Naufragare

di
genere
sentimentali

Reticoli di luce solare refratta oscillano leggeri sull’ondulato fondo sabbioso, solidali alla placida increspatura sovrastante. Mi faccio cullare a faccia in giù, costretto dal mio istinto di sopravvivenza a respirare nonostante la mia riluttanza e attratto dalla voglia di lasciami andare, trasportare lontano dalla corrente, naufragare senza nessun pensiero.
Esco dall’acqua limpida che nell’inclinazione dei raggi del sole dei tardo pomeriggio appare blu scura. Mentre mi asciugo due piacenti signore mi passano accanto scoccandomi sguardi di approvazione. Non raccolgo. Non sono dell’umore giusto, forse non lo sarò più e mi limito a un cortese cenno di saluto.
Lascio la spiaggia alle mie spalle e cammino sul lungomare che s’accende di luci e si popola di gente festante, o che finge di esserlo. Le ombre si stanno allungando nel volgere - sempre più deciso - della stagione verso l’autunno, come, del resto, nella mia vita.
Nella luce del tramonto che scolora nella sera, vago con passi oziosi guidato dal tedio dei miei pensieri, i volti di chi incontro mi appaiono maschere enigmatiche che sembrano rimestare e portare a galla la mia tristezza e che mi rammentano, gridando con voce afona, la mia solitudine.
L’estate era stata torrida. Stagione terribile per tanti ma non per me, perché c’eri tu.
Ricordo ogni minimo particolare della prima volta che ti ho vista: figuretta elegante in un vestitino da quattro soldi, andatura dinoccolata affascinante nel suo procedere trascinandosi dietro un trolley con noncuranza.
L’anticiclone africano implacabile gravava sulle città, sulle campagne, su tutto! Faceva caldo, cazzo se era caldo! Sembrava scioglierti l’anima.
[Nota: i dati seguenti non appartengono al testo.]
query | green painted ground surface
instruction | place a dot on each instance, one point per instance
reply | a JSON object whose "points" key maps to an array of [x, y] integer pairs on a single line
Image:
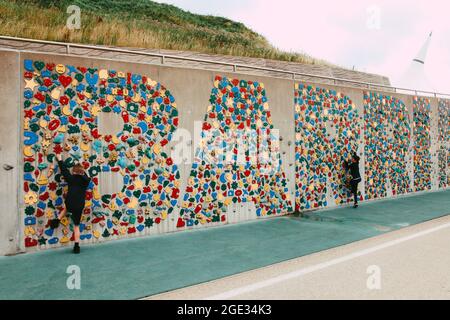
{"points": [[136, 268]]}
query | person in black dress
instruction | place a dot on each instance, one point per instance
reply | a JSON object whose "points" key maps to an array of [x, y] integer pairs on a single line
{"points": [[78, 182], [353, 167]]}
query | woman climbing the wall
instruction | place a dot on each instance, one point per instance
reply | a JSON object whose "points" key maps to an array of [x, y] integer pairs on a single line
{"points": [[353, 167], [78, 182]]}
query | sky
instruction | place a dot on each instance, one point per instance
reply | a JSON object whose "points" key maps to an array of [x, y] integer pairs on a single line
{"points": [[377, 36]]}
Anacronistica estate per il suo anticipo che aveva dissolto la primavera appena affacciatasi, promessa
dolce soffocata al suo primo apparire e i secchi fiori di tiglio accumulati a terra come
segnale del suo fugace passaggio.
La differenza d’età una distanza siderale fra noi, tuttavia eri irresistibile e d’un tratto più nulla m’importò se non di te. Accelerai il passo per raggiungerti, poi affiancarti.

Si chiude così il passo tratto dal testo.